L’Hazana si trovò in mezzo all’uragano Raymond, tra onde alte come palazzi e raffiche di 260 km l’ora, sconquassato come una barchetta giocattolo nelle mani di un gigante. Tami Oldham Ashcraft e Richard Sharp sfidarono l’Oceano e solo uno sopravvisse. «Mi sono chiesta perché non sono morta anch’io. E mi sono data una risposta: destino. Semplicemente non era il mio momento», dice oggi Tami, 35 anni dopo.
Tami e Richard, allora di 24 e 33 anni, californiana la prima britannico il secondo, entrambi nel diporto per lavoro, salparono da Papeete, sull’isola di Tahiti, il 22 settembre 1983. Avevano accettato di trasferire l’Hazana, uno yacht a vela di 13,5 metri, a San Diego in California per poi riprendere la loro fuga d’amore iniziata nel Sud del Pacifico con la barca di Richard. Una ventina di giorni dopo la partenza incapparono nell’uragano. Fu un’ordalia che ebbe la meglio sullo skipper. Quando Richard scomparve l’anemometro segnava 140 nodi e il barometro era al di sotto dei 710 millimetri. Tami era all’interno della barca, sentì il suo compagno – al timone – gridare “Dio del cielo!” e poi tutto si spense. E quando si risvegliò, si trovò sola, su una barca semi-distrutta, confusa da un trauma cranico.
Da qui in poi, comincia la sua battaglia. Resistere, l’imperativo. Salvarsi, l’obiettivo. Tami costruisce un armo di fortuna, imposta una rotta, calcola i punti nave con l’aiuto del sole e di un orologio, supera la disperazione. C’è una voce interiore, la Voce, che l’aiuta. Quella di Richard, crede. Che l’accompagna sino a Hilo, alle Hawaii, alla salvezza, dopo 41 giorni alla deriva. 
Oggi Tami Oldham Ashcraft vive a Friday Harbour, sull’isola di San Juan, negli Usa. È un’imprenditrice, è sposata, madre di due figlie e continua ad andare in barca a vela. «Adoro navigare, mi fa sentire più connessa con la natura e la vita – spiega -. Il mare? Può essere amico o nemico. Ho rispetto per entrambi». 

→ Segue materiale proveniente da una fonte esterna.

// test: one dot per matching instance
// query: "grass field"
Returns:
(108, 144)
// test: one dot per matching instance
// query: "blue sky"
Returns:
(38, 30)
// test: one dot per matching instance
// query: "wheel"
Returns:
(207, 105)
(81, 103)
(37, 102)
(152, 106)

La sua storia è diventata un libro, Resta con me (HarperCollins, appena uscito in Italia), che ha scritto con Susea McGearhart. «Scrivere è stato molto catartico per me. Raccontare la mia storia d’amore, avventura e sopravvivenza mi ha aiutato a guarire le mie ferite». Il libro è finito nelle mani dei produttori-sceneggiatori Aaron e Jordan Kandell ed è diventato anche un film: sarà nelle sale il 29 agosto, lo ha diretto Baltasar Kormakur (Everest, The Deep), gli interpreti principali sono Shailene Woodley (Tutta colpa delle Stelle, The Divergent Series, Big Little Lies) e Sam Claflin (The Hunger Games). «Adoro il modo in cui gli sceneggiatori hanno tessuto il racconto d’amore con quello della mia sopravvivenza».

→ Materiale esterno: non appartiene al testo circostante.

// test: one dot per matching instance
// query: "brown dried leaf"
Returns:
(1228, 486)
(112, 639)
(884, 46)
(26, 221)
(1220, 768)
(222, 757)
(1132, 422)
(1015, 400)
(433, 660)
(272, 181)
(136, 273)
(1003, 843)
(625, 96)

Già, come si sopravvive a un incubo simile? «L’istinto di sopravvivenza è molto forte. È nel profondo di ognuno di noi. Il mio corpo è rimasto choccato ma la mia mente è andata in modalità sopravvivenza. Mi sono concentrata sulla risoluzione dei problemi. E una volta che le cose hanno cominciato ad andare nel verso giusto, a far muovere la barca, ho iniziato a sperare che ce l’avrei potuta fare e a pensare che da quel momento dovevo restare forte e concentrata».
Conta la speranza («senza non sopravvivi»), la fede («Molte cose sono andate storte ma molte sono andate bene. Dovevo credere che Dio fosse dalla mia parte per andare avanti. Ho pregato tanto»). E conta anche la seconda esistenza. «Perdere il mio grande amore e sopravvivere contro ogni previsione mi ha dato una prospettiva molto diversa sulla vita. Sono ancora molto determinata, ma attraverso la mia esperienza ho imparato ad essere più paziente, a prendermi più cura di me stessa e ad essere più compassionevole verso gli altri. Non dò la vita per scontata e cerco di vivere ogni giorno al massimo ricordando che il domani non è una promessa».